O pessimismo das empresas não é à toa. A administração Dilma já interveio em mercados, mexeu em preços, desorganizou setores inteiros e causou prejuízos bilionários. O caso mais notório foi no setor de energia elétrica, Uma medida provisória de 2012 determinou que as geradoras que renovassem sua concessão de forma antecipada teriam de cortar suas tarifas em 20%.
As grandes geradoras estaduais — a paulista Cesp, a mineira Cemig e a paranaense Copel — não aceitaram a proposta do governo federal. Com isso, a oferta de energia diminuiu. Para garantir o fornecimento, as distribuidoras tiveram de recorrer ao mercado de energia de curto prazo, cujos preços são mais altos.
Segundo a consultoria Thymos, a bagunça trouxe uma conta de 67 bilhões de reais aos geradores, distribuidores e consumidores. Outro setor que sofreu com a intromissão do governo foi o de combustíveis. De 2011 a 2014, o governo pressionou a Petrobras a vender aqui combustível mais barato do que no exterior.
Resultado: a estatal perdeu 70 bilhões de reais e agravou sua saúde financeira. O desastre respingou no mercado de etanol, cujo preço é atrelado ao da gasolina. De acordo com a Unica, associação das produtoras de açúcar e etanol, 85 empresas fecharam em três anos e, hoje, as dívidas do setor chegam a 100 bilhões de reais.
Com tantos efeitos negativos, por que os governos insistem em controlar os preços? Um dos motivos é o lobby de grupos fortemente organizados. Em novembro de 2015, durante uma greve em 14 estados, os caminhoneiros queimaram pneus, bloquearam estradas e dificultaram o abastecimento das cidades. Na época, tramitava no Congresso uma proposta para regulamentar a atividade.
Sob pressão, Dilma sancionou sem vetos a nova lei. Um dos dispositivos estabelece que quem contrata um frete deve pagar, no mínimo, 1,38 real por tonelada por hora quando a atividade de carga e descarga ultrapassar 5 horas. O governo impôs ao mercado um valor, que antes era negociado entre as partes, sem considerar suas particularidades. Cálculos da Abiove, associação das esmagadoras e exportadoras de óleo vegetal, mostram que cada hora excedente do caminhoneiro ficou três vezes mais cara, o que aumenta os custos do agronegócio.

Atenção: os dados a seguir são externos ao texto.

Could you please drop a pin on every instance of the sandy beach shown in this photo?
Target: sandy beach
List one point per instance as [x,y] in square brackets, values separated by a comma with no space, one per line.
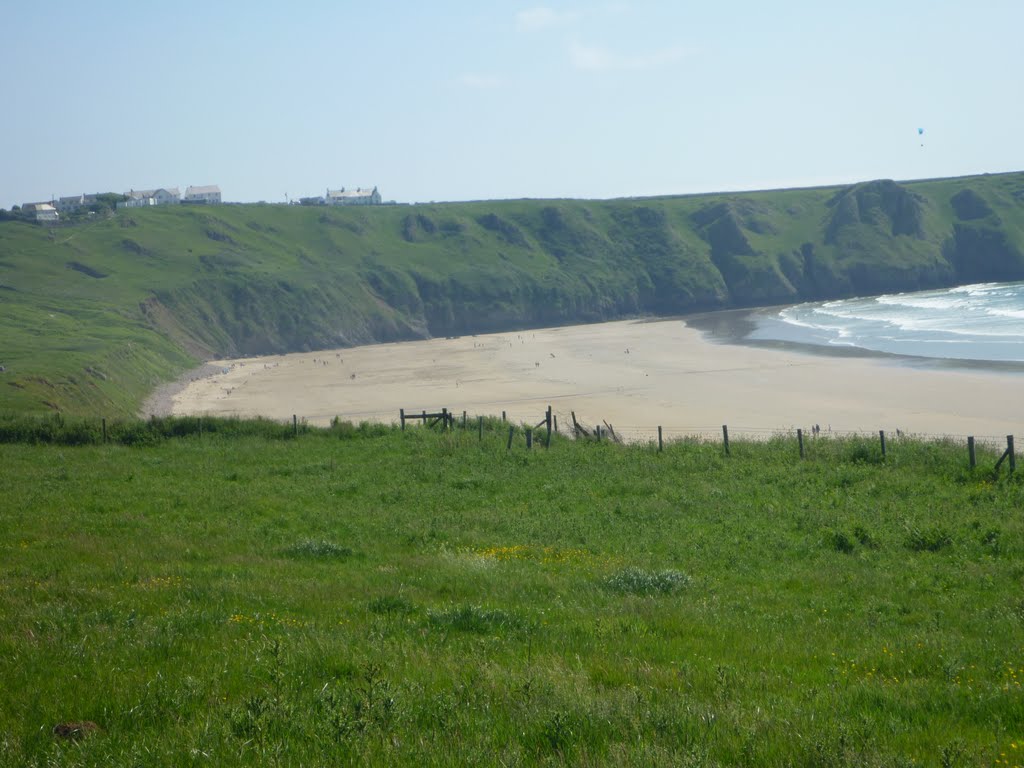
[635,375]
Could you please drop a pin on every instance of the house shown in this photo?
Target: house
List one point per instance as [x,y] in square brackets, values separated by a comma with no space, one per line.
[358,197]
[208,195]
[41,211]
[142,198]
[75,203]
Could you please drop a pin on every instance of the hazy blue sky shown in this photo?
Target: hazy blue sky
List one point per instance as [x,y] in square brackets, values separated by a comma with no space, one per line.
[462,100]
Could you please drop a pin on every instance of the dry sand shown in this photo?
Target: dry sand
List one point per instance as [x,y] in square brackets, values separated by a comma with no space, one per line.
[635,375]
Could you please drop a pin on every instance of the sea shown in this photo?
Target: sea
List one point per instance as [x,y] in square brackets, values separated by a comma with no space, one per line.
[982,323]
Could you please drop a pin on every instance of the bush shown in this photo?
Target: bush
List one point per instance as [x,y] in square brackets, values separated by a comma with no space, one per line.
[318,550]
[638,582]
[929,540]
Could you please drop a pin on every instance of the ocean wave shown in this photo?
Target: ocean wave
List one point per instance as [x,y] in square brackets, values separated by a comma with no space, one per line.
[984,321]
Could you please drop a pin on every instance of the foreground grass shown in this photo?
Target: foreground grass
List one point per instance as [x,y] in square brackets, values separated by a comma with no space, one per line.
[423,599]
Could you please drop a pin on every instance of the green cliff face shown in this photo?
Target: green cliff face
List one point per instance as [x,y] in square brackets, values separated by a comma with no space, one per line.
[94,315]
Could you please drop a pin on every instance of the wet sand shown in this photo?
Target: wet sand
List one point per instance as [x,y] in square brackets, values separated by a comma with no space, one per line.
[635,375]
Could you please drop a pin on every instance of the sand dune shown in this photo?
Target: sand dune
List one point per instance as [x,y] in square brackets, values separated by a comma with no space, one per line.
[635,375]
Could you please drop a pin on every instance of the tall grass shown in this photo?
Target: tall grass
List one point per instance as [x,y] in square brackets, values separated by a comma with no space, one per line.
[424,598]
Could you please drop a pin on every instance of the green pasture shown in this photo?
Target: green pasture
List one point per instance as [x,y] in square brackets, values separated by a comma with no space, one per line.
[367,596]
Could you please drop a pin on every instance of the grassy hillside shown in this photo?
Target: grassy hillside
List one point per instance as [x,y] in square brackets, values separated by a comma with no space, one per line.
[94,315]
[376,597]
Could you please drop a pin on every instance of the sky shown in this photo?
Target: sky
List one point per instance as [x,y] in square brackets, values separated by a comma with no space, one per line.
[478,100]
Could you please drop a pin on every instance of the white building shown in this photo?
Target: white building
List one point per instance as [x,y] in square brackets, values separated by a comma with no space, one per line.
[142,198]
[41,211]
[209,195]
[357,197]
[74,203]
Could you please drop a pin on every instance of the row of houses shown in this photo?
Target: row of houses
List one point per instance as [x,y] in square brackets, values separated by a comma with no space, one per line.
[171,196]
[194,195]
[343,197]
[51,210]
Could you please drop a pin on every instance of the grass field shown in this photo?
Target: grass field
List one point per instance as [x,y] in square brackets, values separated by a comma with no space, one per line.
[365,596]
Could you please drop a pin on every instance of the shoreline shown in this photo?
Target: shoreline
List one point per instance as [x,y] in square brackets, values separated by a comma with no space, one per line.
[161,400]
[636,375]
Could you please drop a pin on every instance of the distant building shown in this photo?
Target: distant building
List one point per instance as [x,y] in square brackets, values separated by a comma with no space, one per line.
[41,211]
[205,195]
[358,197]
[142,198]
[75,203]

Em alguns casos, o controle de preços é adotado em nome de uma lógica social: assegurar que produtos essenciais, como água e remédios, sejam baratos. Movida muitas vezes por pura demagogia, essa prática tem um corolário indesejável: a concessão de subsídios para segurar artificialmente os preços. Como se sabe, a conta dos subsídios sempre sobra para alguém — o contribuinte.
Além disso, é difícil o governo ser mais eficiente do que o próprio mercado. O Reino Unido controlou o preço dos aluguéis de imóveis de 1918 a 1989. Com o tempo, os proprietários deixaram de colocar casas para locação, pois os valores se tornaram pouco atraentes. A oferta caiu drasticamente e só voltou a subir depois que o governo liberou o valor do aluguel nos anos 90.
No Brasil, um quarto dos preços que entram na apuração do IPCA, índice oficial da inflação, é atualmente controlado. “Nos últimos anos, aumentou o uso do controle de preços para segurar a inflação”, diz o economista Márcio Milan, da consultoria Tendências.
O Brasil parece não ter aprendido com as lições do passado. Na década de 80, o governo tabelou preços para conter a inflação e viu sumir muitos produtos das prateleiras. Hoje, a Venezuela de Nicolás Maduro é um exemplo do risco dessa política. Por lá, faltam itens básicos, como arroz, fralda e até papel higiênico. O remédio, nesse caso, se torna pior do que a doença.